Let $f_1,f_2$ be bounded Borel functions and $\tau$ be a $\mathcal{F}_t$-stopping time. Let $0 \le h_1 \le h_2$.
Then $E^{x}[f_1(X_{\tau + h_1}) f_2(X_{\tau+h_2}) \, | \, \mathcal{F}_{\tau}] = E^{X_{\tau}}[f_1(X_{h_1}) f_2(X_{h_2})]$.
The last line of the proof goes as follows: $E^{X_{\tau}}[f_1(X_{h_1}) E^{x}[f_2(X_{h_2}) \, | \, \mathcal{F}_{h_1}]] = E^{X_{\tau}}[f_1(X_{h_1}) f_2(X_{h_2})]$.
My question is: it seems that the proof is saying that $ E^{x}[f_2(X_{h_2}) \, | \, \mathcal{F}_{h_1}] = f_2(X_{h_2})$. This can happen if $X_{h_2}$ is $\mathcal{F}_{h_1}$ measurable which I don't understand since $h_2 \ge h_1$. Am I missing something? I would appreciate some clarification.
Note that $E^x[f_2(X_{h_2}) \, |\, \mathcal{F}_{h_1}]$ does not depend on $x$. This is apparent from the previous line of Øksendal's derivations or, equivalently, from the ordinary Markov property. (It equals $E^{X_{h_1}}[f_2(X_{h_2-h_1})]$, where $E^y[f_2(X_{h_2-h_1})] = E[f_2(X^y_{h_2-h_1})]$.)
Thus for any $z\in\mathbb{R}$, we find that \begin{align*} E^z\!\left[f_1(X_{h_1})E^x[f_2(X_{h_2}) \, |\, \mathcal{F}_{h_1}]\right] &= E^z\!\left[f_1(X_{h_1})E^z[f_2(X_{h_2}) \, |\, \mathcal{F}_{h_1}]\right] \\ &= E^z\!\left[E^z[f_1(X_{h_1})f_2(X_{h_2}) \, | \, \mathcal{F}_{h_1}]\right] = E^z[f_1(X_{h_1})f_2(X_{h_2})], \end{align*} where the last equation follows from the law of iterated expectations.

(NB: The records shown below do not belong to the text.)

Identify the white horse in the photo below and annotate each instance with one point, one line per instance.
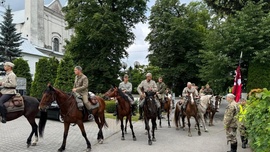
(202, 107)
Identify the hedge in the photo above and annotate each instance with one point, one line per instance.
(257, 120)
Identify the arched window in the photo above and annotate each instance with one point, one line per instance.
(56, 45)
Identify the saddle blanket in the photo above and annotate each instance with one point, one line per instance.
(14, 104)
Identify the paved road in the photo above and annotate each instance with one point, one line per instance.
(13, 137)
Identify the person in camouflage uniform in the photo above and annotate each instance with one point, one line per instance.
(161, 92)
(147, 85)
(241, 126)
(230, 122)
(208, 90)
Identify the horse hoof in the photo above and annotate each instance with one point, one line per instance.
(34, 144)
(101, 141)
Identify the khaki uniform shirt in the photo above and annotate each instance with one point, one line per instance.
(81, 84)
(147, 85)
(230, 120)
(9, 83)
(191, 90)
(125, 86)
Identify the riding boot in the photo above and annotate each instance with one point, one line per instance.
(133, 109)
(159, 113)
(140, 111)
(116, 110)
(3, 113)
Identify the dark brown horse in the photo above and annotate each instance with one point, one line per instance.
(30, 112)
(150, 112)
(191, 111)
(213, 108)
(167, 109)
(124, 109)
(71, 114)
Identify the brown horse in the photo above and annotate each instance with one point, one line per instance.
(124, 109)
(191, 111)
(212, 109)
(167, 108)
(30, 112)
(71, 114)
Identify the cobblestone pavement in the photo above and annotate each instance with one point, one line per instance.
(13, 137)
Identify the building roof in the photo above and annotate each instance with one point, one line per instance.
(28, 48)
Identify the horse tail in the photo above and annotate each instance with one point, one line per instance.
(42, 122)
(176, 116)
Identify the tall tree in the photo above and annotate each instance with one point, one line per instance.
(43, 76)
(22, 69)
(10, 40)
(176, 36)
(102, 34)
(65, 74)
(248, 32)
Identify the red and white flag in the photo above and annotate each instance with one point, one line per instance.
(237, 86)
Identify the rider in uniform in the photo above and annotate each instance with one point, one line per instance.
(208, 90)
(161, 87)
(126, 88)
(186, 91)
(230, 122)
(9, 85)
(81, 87)
(148, 85)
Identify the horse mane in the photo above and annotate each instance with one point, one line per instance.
(121, 94)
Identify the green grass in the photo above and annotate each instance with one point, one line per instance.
(110, 115)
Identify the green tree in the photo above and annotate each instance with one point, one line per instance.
(22, 69)
(102, 34)
(176, 36)
(231, 7)
(10, 40)
(43, 76)
(225, 42)
(65, 74)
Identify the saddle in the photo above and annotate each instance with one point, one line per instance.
(92, 98)
(16, 103)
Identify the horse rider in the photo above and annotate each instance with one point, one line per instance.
(161, 87)
(148, 85)
(9, 85)
(208, 90)
(81, 87)
(126, 88)
(230, 122)
(188, 90)
(241, 124)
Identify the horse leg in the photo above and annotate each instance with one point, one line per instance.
(122, 128)
(168, 116)
(81, 126)
(189, 132)
(153, 129)
(197, 121)
(126, 125)
(63, 146)
(131, 127)
(34, 131)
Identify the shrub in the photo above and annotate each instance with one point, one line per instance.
(110, 106)
(257, 119)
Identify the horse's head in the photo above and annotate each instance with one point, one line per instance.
(112, 92)
(47, 98)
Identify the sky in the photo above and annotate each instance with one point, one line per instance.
(137, 51)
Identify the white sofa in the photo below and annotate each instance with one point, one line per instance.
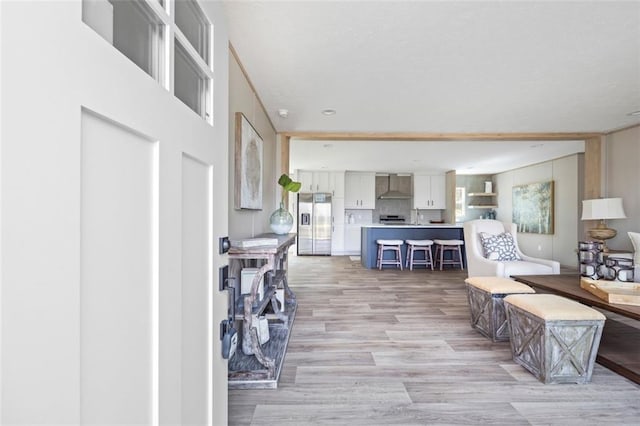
(478, 265)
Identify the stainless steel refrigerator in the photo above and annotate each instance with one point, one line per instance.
(314, 224)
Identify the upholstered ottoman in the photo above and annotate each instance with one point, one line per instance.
(555, 338)
(485, 303)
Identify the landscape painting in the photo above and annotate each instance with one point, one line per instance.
(248, 165)
(533, 207)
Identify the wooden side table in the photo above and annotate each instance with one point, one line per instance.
(256, 365)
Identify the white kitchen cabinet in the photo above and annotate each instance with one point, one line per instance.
(360, 190)
(429, 191)
(337, 211)
(337, 240)
(322, 181)
(336, 183)
(352, 239)
(305, 177)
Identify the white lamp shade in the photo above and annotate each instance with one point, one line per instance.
(603, 208)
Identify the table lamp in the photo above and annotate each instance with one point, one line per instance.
(602, 209)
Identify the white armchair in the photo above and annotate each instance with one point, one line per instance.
(478, 265)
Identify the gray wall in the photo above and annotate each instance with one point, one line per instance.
(248, 223)
(621, 173)
(562, 243)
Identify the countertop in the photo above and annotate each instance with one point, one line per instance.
(405, 226)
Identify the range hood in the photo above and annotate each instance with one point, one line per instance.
(393, 193)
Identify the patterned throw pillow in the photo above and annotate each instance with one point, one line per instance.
(499, 247)
(635, 240)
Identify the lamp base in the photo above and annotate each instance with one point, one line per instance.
(602, 233)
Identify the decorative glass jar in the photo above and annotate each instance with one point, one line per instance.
(281, 221)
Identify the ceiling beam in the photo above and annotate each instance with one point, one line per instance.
(400, 136)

Consequently, $$ E^{X_{\tau}}\!\left[f_1(X_{h_1})E^x[f_2(X_{h_2}) \, |\, \mathcal{F}_{h_1}]\right] = E^{X_{\tau}}[f_1(X_{h_1})f_2(X_{h_2})], $$ as desired.
I am very happy about your question; it might at first seem to simply be resolved by the law of iterated expectations, but as my answer attempts to highlight, there is a bit more to it. (Good understanding of the ordinary Markov property is a must.)